Um político que escolhe estar presente em modo discreto
São impressionantes os relatos e as imagens das regiões mais afetadas pela tempestade Kristin. Nesta tragédia, os relatos jornalísticos são essenciais para perceber o que está a acontecer. Já o aparato político é completamente dispensado. Se a presença dos governantes nos sítios devastados é obrigatória, os candidatos em campanha são completamente dispensáveis aí.
Num direto a partir de Almada, António José Seguro explicou ontem de manhã que "quis ir sozinho ver com os próprios olhos" o que se passava em Leiria e na Marinha Grande. Também telefonou ao autarca de Castelo Branco. Fê-lo sem comitiva, sem jornalistas, sem transformar a tragédia num palco. E fez muito bem. Porque este não é o tempo para o espetáculo mediático, mas para mobilizar todos os meios para acudir a quem mais precisa. Quando a calamidade está a ser enfrentada, cada gesto deve ter como único objetivo ajudar.

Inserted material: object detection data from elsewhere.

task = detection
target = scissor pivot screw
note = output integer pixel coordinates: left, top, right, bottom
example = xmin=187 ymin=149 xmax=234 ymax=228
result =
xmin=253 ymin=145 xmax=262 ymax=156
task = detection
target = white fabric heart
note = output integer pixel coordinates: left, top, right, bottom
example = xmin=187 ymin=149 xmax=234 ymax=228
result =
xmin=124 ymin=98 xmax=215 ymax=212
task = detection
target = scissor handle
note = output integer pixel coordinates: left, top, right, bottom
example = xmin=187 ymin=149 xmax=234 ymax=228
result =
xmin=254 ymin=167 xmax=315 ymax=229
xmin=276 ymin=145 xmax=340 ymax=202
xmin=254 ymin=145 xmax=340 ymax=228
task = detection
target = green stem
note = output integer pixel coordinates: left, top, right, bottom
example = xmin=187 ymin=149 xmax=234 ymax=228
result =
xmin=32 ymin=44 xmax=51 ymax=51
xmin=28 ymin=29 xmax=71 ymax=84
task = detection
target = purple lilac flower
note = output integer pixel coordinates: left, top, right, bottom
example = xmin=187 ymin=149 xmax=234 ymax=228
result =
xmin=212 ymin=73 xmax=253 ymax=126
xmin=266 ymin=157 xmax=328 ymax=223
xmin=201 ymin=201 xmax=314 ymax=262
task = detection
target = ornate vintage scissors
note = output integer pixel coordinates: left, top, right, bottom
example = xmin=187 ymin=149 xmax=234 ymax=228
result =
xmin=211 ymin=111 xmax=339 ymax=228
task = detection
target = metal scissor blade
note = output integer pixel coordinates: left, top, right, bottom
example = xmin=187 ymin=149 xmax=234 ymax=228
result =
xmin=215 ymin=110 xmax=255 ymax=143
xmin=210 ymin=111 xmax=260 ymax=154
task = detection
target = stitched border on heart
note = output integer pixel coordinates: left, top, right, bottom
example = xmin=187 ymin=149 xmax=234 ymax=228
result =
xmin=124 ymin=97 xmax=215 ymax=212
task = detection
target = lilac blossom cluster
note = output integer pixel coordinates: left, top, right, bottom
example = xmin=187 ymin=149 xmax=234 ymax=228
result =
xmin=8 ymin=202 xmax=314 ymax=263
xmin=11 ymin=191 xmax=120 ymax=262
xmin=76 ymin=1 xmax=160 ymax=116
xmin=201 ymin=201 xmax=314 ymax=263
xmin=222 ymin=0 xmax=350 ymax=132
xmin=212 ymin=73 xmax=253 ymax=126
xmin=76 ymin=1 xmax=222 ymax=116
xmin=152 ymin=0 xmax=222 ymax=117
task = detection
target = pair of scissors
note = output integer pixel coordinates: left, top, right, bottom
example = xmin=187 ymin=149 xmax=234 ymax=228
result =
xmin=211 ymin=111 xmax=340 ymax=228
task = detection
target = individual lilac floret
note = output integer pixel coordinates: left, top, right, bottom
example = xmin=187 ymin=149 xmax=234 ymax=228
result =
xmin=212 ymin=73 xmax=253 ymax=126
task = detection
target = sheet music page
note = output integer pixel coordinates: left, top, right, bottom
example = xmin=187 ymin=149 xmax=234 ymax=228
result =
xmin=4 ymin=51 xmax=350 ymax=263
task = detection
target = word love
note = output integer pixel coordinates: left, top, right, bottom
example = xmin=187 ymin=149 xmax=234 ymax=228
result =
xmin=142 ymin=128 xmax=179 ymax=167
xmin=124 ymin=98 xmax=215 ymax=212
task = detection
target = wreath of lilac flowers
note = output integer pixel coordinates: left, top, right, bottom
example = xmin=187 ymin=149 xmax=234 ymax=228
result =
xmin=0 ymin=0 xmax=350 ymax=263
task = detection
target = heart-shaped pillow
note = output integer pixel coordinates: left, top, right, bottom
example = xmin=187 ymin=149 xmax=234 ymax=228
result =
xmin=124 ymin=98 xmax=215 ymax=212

Em situações como esta, os políticos que se deslocam ao terreno das calamidades e publicitam essas visitas envolvem meios de segurança e logística que fariam mais falta no socorro; obrigam os responsáveis pelas operações a interromper o trabalho para acompanharem essa comitiva oficial; expõem cidadãos fragilizados a câmaras que entram, sem pedir licença, nas casas ou nas vidas que muitos preferiam manter fora do espaço público. Por isso, essas deslocações devem ser planeadas unicamente em função das ações que se pretendem mobilizar.
É preciso estar nos locais de devastações com o único objetivo de se inteirar da situação para agir melhor. Ir ao terreno sem aparato, sem transformar a dor alheia num momento mediático, é um sinal de respeito e de pudor, qualidades que deveriam ser intrínsecas a qualquer político que ambiciona tomar conta da vida pública.
Num tempo em que tudo parece exigir visibilidade imediata, comunicação em direto, a contenção, por mais paradoxal que possa parecer, deveria surgir como um gesto forte. Ao abdicar do protagonismo num momento de dor coletiva, António José Seguro enfatiza que há momentos em que a melhor forma de estar presente é não ocupar o centro do terreno. Perante tragédias, o melhor que um político tem para fazer é agir depressa para diminuir o impacto do que aconteceu. Regiões devastadas por esta tempestade constituem cenários de perda real. Percebemos bem que há ali pessoas assustadas a procurar perceber como enfrentar e neutralizar a destruição. Não são figurantes de narrativas eleitorais, são cidadãos cuja dor deve ser resguardada e minimizada.
A opção de Seguro sugere uma separação clara entre a solidariedade institucional e o oportunismo emocional. Oxalá faça caminho.